The regulator had passed an interim order in the matter in June 2021. It had conducted an investigation to check whether there had been front running in the trades of various funds of Fidelity Group during the period from February 1, 2019, to November 30, 2019.

In a 121-page final order passed on Friday, Sebi said all the noticees (the 11 entities) were front running the trades of the 21 Fidelity Group entities, based on non-public information of such impending trades available with Vaibhav Dhadda who was a trader for the Fidelity Group entities.

“I also note that Vaibhav Dhadda was also placing the orders in the trading accounts of Alka Dhadda, Arushi Dhadda and Pramod Jain (HUF) and some trades in the account of Sumit Kanungo and Beena Jain. Further, the profits of the trades from the trading account of Sumit Kanungo were shared with Vaibhav Dhadda… Further, there were fund transactions between Vaibhav Dhadda and Aditya Barla,” Sebi Whole Time Member Ananta Barua said in the order.

He also noted that Vaibhav Dhadda is a central figure in the front running activity by having access to information about the impending trades of the Fidelity Group entities by virtue of his position as a trader with the Fidelity Group entities.

Penalties totalling Rs 4,28,40,000 have been imposed on the 11 entities.

Vaibhav Dhadda has been barred from the securities market as well as restrained from being associated with the securities market as a director or a KMP or trader in any intermediary or Market Infrastructure Institution, for three years.

Other noticees — Alka Dhadda, Arushi Dhadda, Pramod Jain- HUF, Beena Jain, Aditya Barla, Sumit Kanungo, Prashant Jain, Pranay Vaid, Siddharth Jain and Riya Jain Kanungo — have been restrained from the securities market for two years.

Besides, as many as 6 noticees have been directed to disgorge the respective amounts along with an interest at the rate of 12 per cent per annum.
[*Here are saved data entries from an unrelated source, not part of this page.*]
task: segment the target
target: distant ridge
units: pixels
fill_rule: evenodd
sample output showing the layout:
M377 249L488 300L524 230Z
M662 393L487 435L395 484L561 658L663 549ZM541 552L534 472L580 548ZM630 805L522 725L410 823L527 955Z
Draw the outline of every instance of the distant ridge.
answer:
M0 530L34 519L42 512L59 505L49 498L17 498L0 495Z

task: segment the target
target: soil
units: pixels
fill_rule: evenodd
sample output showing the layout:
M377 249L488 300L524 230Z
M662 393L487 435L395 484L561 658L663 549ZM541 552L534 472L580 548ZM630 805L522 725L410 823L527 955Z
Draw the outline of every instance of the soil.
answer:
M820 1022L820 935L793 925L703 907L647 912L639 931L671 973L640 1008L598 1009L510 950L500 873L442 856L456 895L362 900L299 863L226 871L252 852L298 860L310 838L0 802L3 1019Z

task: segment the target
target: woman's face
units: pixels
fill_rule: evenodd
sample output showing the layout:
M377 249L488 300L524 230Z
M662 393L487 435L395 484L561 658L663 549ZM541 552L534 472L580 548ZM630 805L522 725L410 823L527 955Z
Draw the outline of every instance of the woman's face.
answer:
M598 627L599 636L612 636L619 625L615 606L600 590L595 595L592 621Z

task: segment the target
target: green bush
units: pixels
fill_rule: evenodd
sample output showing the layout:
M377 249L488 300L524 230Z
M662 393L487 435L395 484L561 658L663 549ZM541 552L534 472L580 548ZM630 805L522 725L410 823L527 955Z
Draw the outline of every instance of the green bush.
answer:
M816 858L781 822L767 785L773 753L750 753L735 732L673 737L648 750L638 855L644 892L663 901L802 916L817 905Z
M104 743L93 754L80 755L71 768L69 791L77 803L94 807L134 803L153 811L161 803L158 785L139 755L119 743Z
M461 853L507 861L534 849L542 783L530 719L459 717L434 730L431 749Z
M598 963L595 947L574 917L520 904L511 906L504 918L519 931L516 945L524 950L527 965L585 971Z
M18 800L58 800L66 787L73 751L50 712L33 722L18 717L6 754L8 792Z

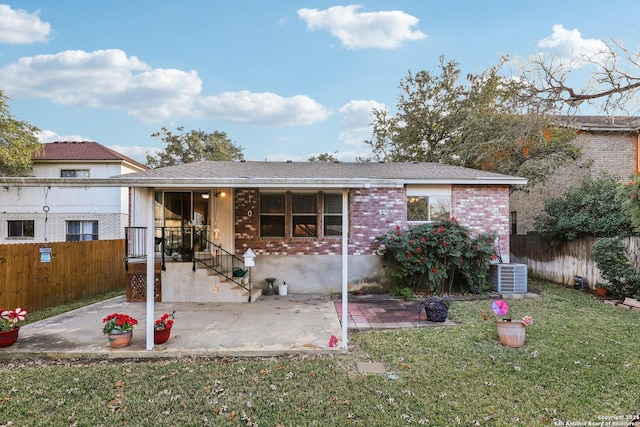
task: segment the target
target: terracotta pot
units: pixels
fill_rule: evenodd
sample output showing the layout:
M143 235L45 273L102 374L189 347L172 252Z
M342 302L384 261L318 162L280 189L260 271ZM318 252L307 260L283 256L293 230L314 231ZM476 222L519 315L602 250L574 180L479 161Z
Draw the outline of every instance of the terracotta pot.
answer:
M128 332L111 332L107 335L109 338L109 345L113 348L126 347L131 342L133 337L133 331Z
M155 329L153 331L154 344L164 344L169 339L171 328Z
M20 326L0 332L0 347L9 347L18 340L18 331Z
M522 347L526 328L520 322L496 322L500 342L506 347Z
M606 297L608 293L609 293L609 290L604 286L598 286L596 288L596 294L598 294L598 296Z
They are Vaibhav Dhadda, Alka Dhadda, Arushi Dhadda, Aditya Barla, Sumit Kanungo and Riya Jain.

According to Sebi, in case the noticees concerned fail to comply with the direction of disgorgement of money, they would be restrained from accessing the securities market till the actual payment of disgorgement amount or till the completion of the debarment, whichever is later.

The regulator noted that the default by the noticees is not of repetitive nature as they have not been penalised for violation of securities laws earlier and the unlawful gains made by the noticees have been impounded/ are being directed to be disgorged and the finding of investigation do not identify any investor or group of investors who have suffered any loss from such default.

“The noticees have also claimed that they have also suffered due to loss of employment and also due to the interim debarment, which is still operating against some noticees,” the order said.